Star Teacher of the Week

Ella Mutota is a life skills teacher at Ella Du Plessis High School.

21 September 2021 | Education

"Everything about teaching touches my heart, from meeting new people from various cultures to being exposed to individuals from various backgrounds." Ella Mutota, teacher.

1. When and where did your teaching profession start?

My teaching career started in 2008 at a school in Omaheke Region called Gustav Kandjii Junior Secondary School. From there, I moved to Usakos Secondary School in 2010 and then 2016 I moved to Ella du Plessiss High School, where I am still serving as a life skills teacher.

2. What subjects do you teach?

Mathematics and life skills have always been a part of me but as time went on, I primarily focused on life skills and only did a small amount of math tutoring after school when students needed it. I am currently employed as a full-time life skills educator.

3. Have you always wanted to be in the teaching profession?

I always dreamt of being a teacher from a very young age, and this was triggered by my aunt who has always been my greatest source of inspiration. Her perseverance, hard work and discipline inspired me to pursue my dream of becoming a teacher. At the same time, I appreciated how she connected with the learners as if they were her own children.

My mother contributed greatly to the realisation of this dream because she started calling me ‘Juffrou’ from a very young age and made sure that it happened.

4. What do you enjoy most about teaching?

Everything about teaching touches my heart, from meeting new people from various cultures to being exposed to individuals from various backgrounds. What stands out for me mostly is the fact that God entrusted me with the responsibility of making a difference in someone's life and how children appreciate me.

5. What is a common misconception about teaching and teachers?

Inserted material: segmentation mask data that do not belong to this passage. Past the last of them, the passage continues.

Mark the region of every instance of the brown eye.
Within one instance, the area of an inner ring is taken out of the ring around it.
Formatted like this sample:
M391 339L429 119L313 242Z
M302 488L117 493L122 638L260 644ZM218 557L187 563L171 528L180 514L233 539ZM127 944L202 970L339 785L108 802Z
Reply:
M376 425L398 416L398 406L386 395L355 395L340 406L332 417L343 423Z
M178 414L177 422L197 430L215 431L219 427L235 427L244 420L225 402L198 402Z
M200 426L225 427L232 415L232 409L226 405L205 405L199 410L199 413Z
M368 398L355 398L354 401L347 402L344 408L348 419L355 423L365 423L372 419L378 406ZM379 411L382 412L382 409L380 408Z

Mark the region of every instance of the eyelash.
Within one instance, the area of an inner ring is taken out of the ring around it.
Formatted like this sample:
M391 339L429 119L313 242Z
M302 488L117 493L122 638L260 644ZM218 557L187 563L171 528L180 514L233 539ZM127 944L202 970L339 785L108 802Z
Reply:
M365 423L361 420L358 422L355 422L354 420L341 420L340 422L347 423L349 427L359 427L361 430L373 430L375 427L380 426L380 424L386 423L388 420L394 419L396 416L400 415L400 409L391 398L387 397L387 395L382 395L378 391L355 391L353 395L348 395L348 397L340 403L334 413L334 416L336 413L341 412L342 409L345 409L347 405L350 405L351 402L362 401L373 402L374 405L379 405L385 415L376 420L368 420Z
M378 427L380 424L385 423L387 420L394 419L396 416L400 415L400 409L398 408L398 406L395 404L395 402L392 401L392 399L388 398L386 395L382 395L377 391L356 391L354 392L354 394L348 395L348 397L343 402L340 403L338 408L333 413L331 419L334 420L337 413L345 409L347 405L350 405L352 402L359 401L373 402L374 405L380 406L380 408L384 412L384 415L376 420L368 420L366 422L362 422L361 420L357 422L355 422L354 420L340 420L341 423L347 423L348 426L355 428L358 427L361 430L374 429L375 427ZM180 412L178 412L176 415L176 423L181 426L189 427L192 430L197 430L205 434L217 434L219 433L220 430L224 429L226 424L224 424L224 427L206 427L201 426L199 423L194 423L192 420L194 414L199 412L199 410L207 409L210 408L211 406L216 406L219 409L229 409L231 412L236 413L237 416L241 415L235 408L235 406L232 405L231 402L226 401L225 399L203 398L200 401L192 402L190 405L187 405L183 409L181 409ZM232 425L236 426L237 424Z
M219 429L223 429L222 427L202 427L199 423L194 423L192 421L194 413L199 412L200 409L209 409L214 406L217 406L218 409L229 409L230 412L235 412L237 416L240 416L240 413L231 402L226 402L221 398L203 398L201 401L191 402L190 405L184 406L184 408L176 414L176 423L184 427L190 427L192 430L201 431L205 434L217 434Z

That they always know everything and have all the solutions. Teaching is, after all, a learning process, and instructors are constantly challenged to be active learners in that process. We learn through our relationships with learners. I always learn something new from them. I appreciate watching my students smile and knowing that we are concerned about their future generations. Another common misconception about teaching is that anyone can be a teacher. While this is not true, being a great teacher requires true leadership skills. You must be able to control your temper and be extremely enthusiastic about teaching. To summarise, time management is vital since it increases a person's self-discipline. Most importantly, people think we receive a low income but that’s not the case; we can afford food, water and a roof and that’s enough.

6. What is something you have learned during your teaching career?

I've discovered that one needs to multitask in a school setting. You have to be a psychologist as well as an event planner, among many other things.

I've also discovered that parents have a lot of faith in teachers since they do everything they can to make this young kid feel better and see that there is hope. To gain a better understanding of people from various socioeconomic and psychological backgrounds. A teacher's ability to perform better depends on their ability to comprehend a learner from various perspectives.

7. What would you have done if you weren't a teacher?

I would have liked to be a psychologist or social worker because I enjoy guiding people and making a positive difference in their lives. I enjoy deciphering human behaviour and assisting people with social and psychological challenges.

8. What country would you like to travel to one day?

I'd want to see Italy because it has always been music to my ears as I grew up. But I promised myself that it wouldn't happen unless I first explored Namibia.

9. What do you love most about being Namibian?

Namibia is a tranquil country, as well as a stunningly beautiful one. I love Namibia because it has freedom of speech and religion, it has very affordable modes of transportation, it has incredible diversity and natural beauty, and so much more.

10. Do you have a funny or strange incident that happened to you during class?

It happened when a student asked me a question in class that I couldn't answer. Instead, I presented the question to the students and instructed them to conduct research while I conducted my own research. There was also a time when a parent told me to take her child in because she was fed up with her child's behaviour, not realising that a child begins to be who she or he is at home, yet they are now really close.